Silicon Valley has become extremely powerful over the years, and in the case of the Facebook privacy incident this week, that power has been abused. The Digital Age has grown these large Titans of Tech. Amazon knows what you buy. Google knows what you search. Facebook knows what you share. It doesn’t cost you much, at least in monetary terms. The greatest expense: your privacy. There are growing outcries for regulation and perhaps breaking up of the Tech Titans. Microsoft had a similar situation a decade ago. Facebook is in the hot seat now. The US government could weaken these powers. Tech stocks have been super powers too. The Market is getting rattled with uncertainty.
China plays by a different set of rules. They aren’t concerned about privacy and don’t even pretend to be. China has their own set of Tech Titans. And they are sort of hybrid companies that are very powerful with state backing. Their names are Alibaba, Baidu and Tencent, among others. These are China’s versions of Amazon, Google and Facebook. They are innovating like Silicon Valley start-ups with the strong backing of the Chinese government with ideas of a digital space race for dominance in the 21st century. This matters.

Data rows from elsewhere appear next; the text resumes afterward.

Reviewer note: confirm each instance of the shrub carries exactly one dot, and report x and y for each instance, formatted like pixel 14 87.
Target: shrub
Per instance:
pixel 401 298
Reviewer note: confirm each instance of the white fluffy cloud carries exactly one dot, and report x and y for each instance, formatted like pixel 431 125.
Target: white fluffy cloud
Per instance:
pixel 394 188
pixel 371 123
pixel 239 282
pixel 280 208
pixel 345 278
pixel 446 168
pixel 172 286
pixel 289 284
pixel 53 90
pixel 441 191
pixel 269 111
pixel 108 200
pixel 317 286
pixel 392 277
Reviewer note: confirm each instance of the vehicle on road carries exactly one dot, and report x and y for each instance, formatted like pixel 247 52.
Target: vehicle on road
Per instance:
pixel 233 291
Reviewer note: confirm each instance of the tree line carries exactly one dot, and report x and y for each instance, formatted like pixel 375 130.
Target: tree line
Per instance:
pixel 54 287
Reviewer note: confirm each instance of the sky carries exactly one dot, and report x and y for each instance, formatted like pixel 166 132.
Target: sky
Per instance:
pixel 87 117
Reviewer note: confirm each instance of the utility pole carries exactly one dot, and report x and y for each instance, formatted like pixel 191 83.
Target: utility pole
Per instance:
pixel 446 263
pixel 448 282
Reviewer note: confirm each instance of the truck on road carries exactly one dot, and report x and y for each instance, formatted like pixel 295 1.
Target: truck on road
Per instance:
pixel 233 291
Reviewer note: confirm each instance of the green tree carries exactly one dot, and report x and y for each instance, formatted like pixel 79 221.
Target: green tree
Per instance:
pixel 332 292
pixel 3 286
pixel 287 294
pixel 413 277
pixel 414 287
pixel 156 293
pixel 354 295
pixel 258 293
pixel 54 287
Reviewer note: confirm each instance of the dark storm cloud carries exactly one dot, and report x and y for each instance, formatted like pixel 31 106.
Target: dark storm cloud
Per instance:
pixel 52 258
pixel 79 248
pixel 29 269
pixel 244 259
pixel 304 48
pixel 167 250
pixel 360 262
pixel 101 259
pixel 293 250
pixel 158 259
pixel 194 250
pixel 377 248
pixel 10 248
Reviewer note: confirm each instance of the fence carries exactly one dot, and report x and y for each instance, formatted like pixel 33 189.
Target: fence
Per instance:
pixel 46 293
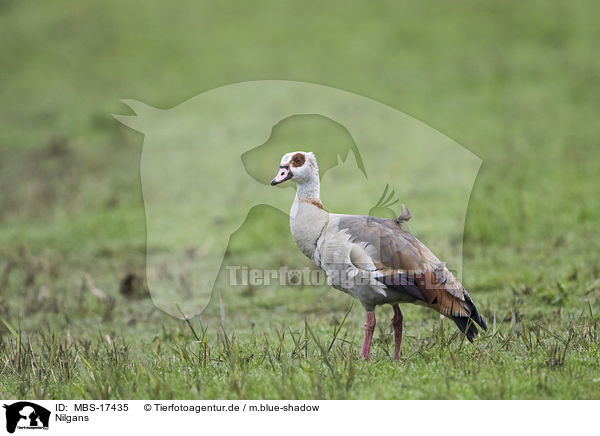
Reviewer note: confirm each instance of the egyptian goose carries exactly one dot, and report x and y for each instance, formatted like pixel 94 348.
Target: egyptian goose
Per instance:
pixel 373 259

It is a Critical Time on Planet Earth
The correction is about short-term issues, and recalibration of price. It’s still going through the process. We said in our 2018 Outlook that the quick rapid correction from late 2014 could be a good example of what we could see in 2018:
“The 2014 correction re-set valuations, triggered some fear, tested proper technical support, and allowed for prices to have the energy required to rally and achieve much higher levels into 2015. Make no mistake we still see higher prices well into 2018. A quick selloff would correct the excesses, before resuming the uptrend. The setup is there for a well needed breather. We are prepared.”
We just didn’t know what the headlines would be, now we do. Where we are headed long-term is what’s most important. The prospect of a Trade War is not just about aluminum. For the first time in decades, there is an economic rival to the US on the global stage. China has asserted its leadership. The rules are changing. The Market is paying close attention. So are we. We are looking out way beyond the horizon.
We’re on it. We remain in defense mode with substantial hedges to help offset declines within this corrective phase. Gold has come to life too. Corrections are normal and healthy. But these new developments around trade add to the complexity.
Have a nice weekend. We’ll be back, dark and early on Monday.